If any one want to try the following queries, you can create the schema as:
CREATE TABLE your_table(tscol timestamptz);
INSERT INTO your_table VALUES
('2011/01/03 19:18:00.300'),
('2011/01/03 19:18:00.503'),
('2011/01/03 19:20:26.335'),
('2011/01/03 19:29:54.289'),
('2011/01/04 14:43:43.067'),
('2011/01/04 14:50:10.727'),
('2011/01/04 14:52:26.827'),
('2011/01/04 14:57:55.608'),
('2011/01/04 14:57:55.718'),
('2011/01/04 14:59:13.603'),
('2011/01/04 15:00:34.260'),
('2011/01/04 15:02:55.687'),
('2011/01/04 15:07:15.378');
So, in order to do that, we need to understand date_trunc
and date_part
functions (the latter can be invoked by the standard EXTRACT
) and interval
data type.
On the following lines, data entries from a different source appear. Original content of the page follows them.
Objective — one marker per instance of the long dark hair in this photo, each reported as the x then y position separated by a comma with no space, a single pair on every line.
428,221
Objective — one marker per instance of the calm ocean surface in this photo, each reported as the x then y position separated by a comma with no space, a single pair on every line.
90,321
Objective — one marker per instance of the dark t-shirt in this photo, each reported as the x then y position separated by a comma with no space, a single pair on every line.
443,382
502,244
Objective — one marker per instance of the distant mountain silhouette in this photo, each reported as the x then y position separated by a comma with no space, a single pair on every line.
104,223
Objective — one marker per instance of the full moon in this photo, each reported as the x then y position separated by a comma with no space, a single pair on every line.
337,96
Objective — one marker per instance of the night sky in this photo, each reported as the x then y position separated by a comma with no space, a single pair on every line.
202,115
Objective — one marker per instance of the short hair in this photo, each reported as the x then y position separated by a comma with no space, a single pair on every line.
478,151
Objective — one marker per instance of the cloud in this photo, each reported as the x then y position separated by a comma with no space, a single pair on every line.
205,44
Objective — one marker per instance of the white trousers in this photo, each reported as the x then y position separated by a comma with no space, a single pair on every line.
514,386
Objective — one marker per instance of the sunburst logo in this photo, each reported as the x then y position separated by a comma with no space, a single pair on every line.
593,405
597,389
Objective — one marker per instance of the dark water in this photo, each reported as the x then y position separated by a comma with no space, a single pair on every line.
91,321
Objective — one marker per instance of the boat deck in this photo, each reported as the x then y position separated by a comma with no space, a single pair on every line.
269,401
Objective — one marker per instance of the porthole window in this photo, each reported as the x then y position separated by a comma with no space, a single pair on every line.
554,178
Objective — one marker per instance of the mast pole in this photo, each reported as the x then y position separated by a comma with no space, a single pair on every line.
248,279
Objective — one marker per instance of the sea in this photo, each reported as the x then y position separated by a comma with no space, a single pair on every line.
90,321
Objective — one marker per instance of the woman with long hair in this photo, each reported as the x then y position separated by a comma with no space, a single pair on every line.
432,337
Let's build the solution step by step, the final idea is to have something like this (now a pseudo-code):
SELECT truncate_the_time_by_10_minutes(tscol) AS trunc10, count(*)
FROM your_table
GROUP BY trunc10
ORDER BY trunc10;
Now, if the problem was "aggregate by minute", then we could simple truncate the timestamp to the minute, which simple means zeroing seconds and microsseconds, which is exactly what date_trunc('minute', ...)
does, so:
SELECT date_trunc('minute', tscol) AS trunc_minute, count(*)
FROM your_table
GROUP BY trunc_minute
ORDER BY trunc_minute;
Works, but it is not what you want, the next capability of date_trun
is with 'hour'
, which would already loose the information we need, so we need something between 'minute'
and 'hour'
. Let's see how the above query works with some examples:
SELECT tscol, date_trunc('minute', tscol) AS trunc_minute
FROM your_table
ORDER BY tscol;
Which returns:
tscol | trunc_minute
----------------------------+------------------------
2011-01-03 19:18:00.3-02 | 2011-01-03 19:18:00-02
2011-01-03 19:18:00.503-02 | 2011-01-03 19:18:00-02
2011-01-03 19:20:26.335-02 | 2011-01-03 19:20:00-02
2011-01-03 19:29:54.289-02 | 2011-01-03 19:29:00-02
...
If you see 2011-01-03 19:18:00-02
, now we just need to subtract 8 minutes, to do that we can:
EXTRACT(MINUTE FROM tscol)
will return 18
- As we want to truncate by 10 minutes, let's take the modulo of
18 and 10
, so 18 % 10
which give us 8
- Now, we have the
8
minutes that we want to subtract, but as an integer, and to subtract from timestamp[tz]
we need an interval
, as the integer is representing minute, we can do: 8 * interval '1 minute'
, which will give us 00:08:00
Getting the 3 steps above in the last query, we have (I'll show each column to better understanding):
SELECT
tscol,
date_trunc('minute', tscol) AS trunc_minute,
CAST(EXTRACT(MINUTE FROM tscol) AS integer) % 10 AS min_to_subtract,
(CAST(EXTRACT(MINUTE FROM tscol) AS integer) % 10) * interval '1 minute' AS interval_to_subtract,
date_trunc('minute', tscol) - (CAST(EXTRACT(MINUTE FROM tscol) AS integer) % 10) * interval '1 minute' AS solution
FROM your_table
ORDER BY tscol;
Which returns:
tscol | trunc_minute | min_to_subtract | interval_to_subtract | solution
----------------------------+------------------------+-----------------+----------------------+------------------------
2011-01-03 19:18:00.3-02 | 2011-01-03 19:18:00-02 | 8 | 00:08:00 | 2011-01-03 19:10:00-02
2011-01-03 19:18:00.503-02 | 2011-01-03 19:18:00-02 | 8 | 00:08:00 | 2011-01-03 19:10:00-02
2011-01-03 19:20:26.335-02 | 2011-01-03 19:20:00-02 | 0 | 00:00:00 | 2011-01-03 19:20:00-02
2011-01-03 19:29:54.289-02 | 2011-01-03 19:29:00-02 | 9 | 00:09:00 | 2011-01-03 19:20:00-02
...
Now, the last column is the solution we want, the timestamp truncated to its 10 minutes group, now we can simple aggregate and have our final solution:
SELECT
date_trunc('minute', tscol) - (CAST(EXTRACT(MINUTE FROM tscol) AS integer) % 10) * interval '1 minute' AS trunc_10_minute,
count(*)
FROM your_table
GROUP BY trunc_10_minute
ORDER BY trunc_10_minute;
Which returns:
trunc_10_minute | count
------------------------+-------
2011-01-03 19:10:00-02 | 2
2011-01-03 19:20:00-02 | 2
2011-01-04 14:40:00-02 | 1
2011-01-04 14:50:00-02 | 5
2011-01-04 15:00:00-02 | 5
(5 rows)
That is the exactly output you gave, but I believe it is what you actually expect, if not it is just a matter of small adjustment.